Certes, Louis XV, au lieu de s'écrier: « Ce n'est point Mme la comtesse de Toulouse!» eût pu s'écrier : « C'est Mme la comtesse de Mailly!» Mais s'expliquer d'une manière aussi formelle, c'était dire qu'il reconnaissait Mme de Mailly à la pudeur ou à la coquetterie de cette robe aussi montante.
Pour cette pauvre femme, ce cri du roi eut tant de signification qu'il lui arracha un grand soupir, presque un cri, presque des larmes, et qu'elle répliqua comme emportée par un mouvement instinctif:
- Hélas! non, sire, ce n'est point Mme la comtesse de Toulouse!
Louis XV aimait l'esprit, il le comprenait, il en avait lui-même.
Il sentit toute l'importance du coup qu'il avait porté: ses mains, appuyées aux épaules, glissèrent de la robe montante aux mains de Mme la comtesse de Mailly, qu'il trouva humides, froides et tremblantes.
Ce fut un éclair d'intelligence entre ces deux natures. Richelieu l'observa.

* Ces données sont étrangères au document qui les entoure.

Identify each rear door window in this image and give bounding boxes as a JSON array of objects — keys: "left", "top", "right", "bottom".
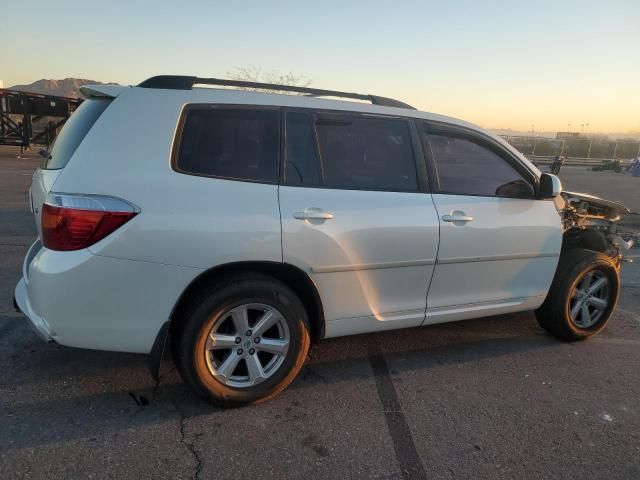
[
  {"left": 42, "top": 98, "right": 113, "bottom": 170},
  {"left": 285, "top": 112, "right": 418, "bottom": 191},
  {"left": 175, "top": 107, "right": 280, "bottom": 183}
]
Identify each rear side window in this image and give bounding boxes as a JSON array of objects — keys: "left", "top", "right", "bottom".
[
  {"left": 42, "top": 98, "right": 113, "bottom": 170},
  {"left": 175, "top": 108, "right": 279, "bottom": 182},
  {"left": 428, "top": 134, "right": 534, "bottom": 198},
  {"left": 316, "top": 115, "right": 418, "bottom": 191}
]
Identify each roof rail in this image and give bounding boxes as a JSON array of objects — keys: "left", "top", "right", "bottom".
[{"left": 138, "top": 75, "right": 415, "bottom": 110}]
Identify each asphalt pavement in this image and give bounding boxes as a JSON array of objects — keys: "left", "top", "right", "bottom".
[{"left": 0, "top": 150, "right": 640, "bottom": 479}]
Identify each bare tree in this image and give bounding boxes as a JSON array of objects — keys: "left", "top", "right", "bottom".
[{"left": 227, "top": 65, "right": 313, "bottom": 93}]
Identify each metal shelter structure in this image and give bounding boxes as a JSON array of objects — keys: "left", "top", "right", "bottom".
[{"left": 0, "top": 88, "right": 82, "bottom": 147}]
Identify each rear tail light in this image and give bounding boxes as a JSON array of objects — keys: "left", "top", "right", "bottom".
[{"left": 41, "top": 193, "right": 140, "bottom": 251}]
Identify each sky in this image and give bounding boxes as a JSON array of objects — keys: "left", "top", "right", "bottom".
[{"left": 0, "top": 0, "right": 640, "bottom": 133}]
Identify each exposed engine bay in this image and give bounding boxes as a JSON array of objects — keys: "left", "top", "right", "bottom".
[{"left": 555, "top": 191, "right": 637, "bottom": 265}]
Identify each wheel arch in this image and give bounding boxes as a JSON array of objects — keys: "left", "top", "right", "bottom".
[{"left": 169, "top": 261, "right": 325, "bottom": 343}]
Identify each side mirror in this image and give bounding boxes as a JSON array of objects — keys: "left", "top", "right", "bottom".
[{"left": 538, "top": 173, "right": 562, "bottom": 198}]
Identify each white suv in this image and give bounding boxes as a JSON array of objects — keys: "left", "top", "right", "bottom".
[{"left": 15, "top": 76, "right": 627, "bottom": 406}]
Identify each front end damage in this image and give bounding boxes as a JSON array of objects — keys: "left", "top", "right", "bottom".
[{"left": 556, "top": 192, "right": 637, "bottom": 268}]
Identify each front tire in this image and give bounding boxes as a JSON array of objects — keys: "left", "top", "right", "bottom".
[
  {"left": 174, "top": 274, "right": 310, "bottom": 407},
  {"left": 536, "top": 248, "right": 620, "bottom": 341}
]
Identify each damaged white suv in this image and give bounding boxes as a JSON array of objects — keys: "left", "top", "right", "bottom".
[{"left": 15, "top": 76, "right": 628, "bottom": 406}]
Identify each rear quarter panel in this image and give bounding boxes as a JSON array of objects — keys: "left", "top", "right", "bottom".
[{"left": 54, "top": 89, "right": 282, "bottom": 269}]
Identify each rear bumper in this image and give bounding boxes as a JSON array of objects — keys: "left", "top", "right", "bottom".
[
  {"left": 14, "top": 241, "right": 201, "bottom": 353},
  {"left": 13, "top": 278, "right": 53, "bottom": 342}
]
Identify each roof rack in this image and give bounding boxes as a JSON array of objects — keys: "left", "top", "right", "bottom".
[{"left": 138, "top": 75, "right": 415, "bottom": 110}]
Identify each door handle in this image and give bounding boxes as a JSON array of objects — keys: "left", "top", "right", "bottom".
[
  {"left": 442, "top": 212, "right": 473, "bottom": 222},
  {"left": 293, "top": 208, "right": 333, "bottom": 220}
]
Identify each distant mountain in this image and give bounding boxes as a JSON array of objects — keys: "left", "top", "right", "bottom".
[{"left": 10, "top": 78, "right": 117, "bottom": 98}]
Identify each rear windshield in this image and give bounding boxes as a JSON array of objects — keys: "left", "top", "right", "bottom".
[{"left": 42, "top": 98, "right": 113, "bottom": 170}]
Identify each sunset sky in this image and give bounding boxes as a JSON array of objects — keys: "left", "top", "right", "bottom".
[{"left": 0, "top": 0, "right": 640, "bottom": 133}]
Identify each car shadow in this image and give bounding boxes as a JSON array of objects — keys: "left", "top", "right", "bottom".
[{"left": 0, "top": 314, "right": 561, "bottom": 451}]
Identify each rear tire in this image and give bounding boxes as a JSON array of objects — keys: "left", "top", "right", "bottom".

- Voilà un affront, se dit le duc à lui-même, dont Mme de Mailly saura, si elle le veut, tirer un bien grand avantage.
Et il ne s'y trompait pas.
Mme de Mailly tira le bandeau des yeux du roi, et l'appuya tout chaud, tout imprégné de vapeurs juvéniles, sur son front glacé. Tout le sang de Mme de Mailly avait reflué vers son cœur.
Le jeu recommença.
Le roi, qui voulait réparer son tort, se jetait en désespéré au-devant de la comtesse, afin de se faire prendre.
Elle le saisit dans ses deux bras, le serra si fort qu'elle en pâlit et qu'elle faillit s'évanouir de plaisir.
- Oh! murmura-t-elle, c'est bien le roi! Puis elle ajouta tout bas:
- Qui serait-ce donc, si ce n'était pas lui?
Richelieu et Bachelier échangèrent un rapide coup d'œil. Le roi était rouge et haletant.
Une flamme avait brillé dans ses yeux.
- Assez! dit-il tout palpitant.
- Oh! oui, assez! balbutia Mme de Mailly mourante.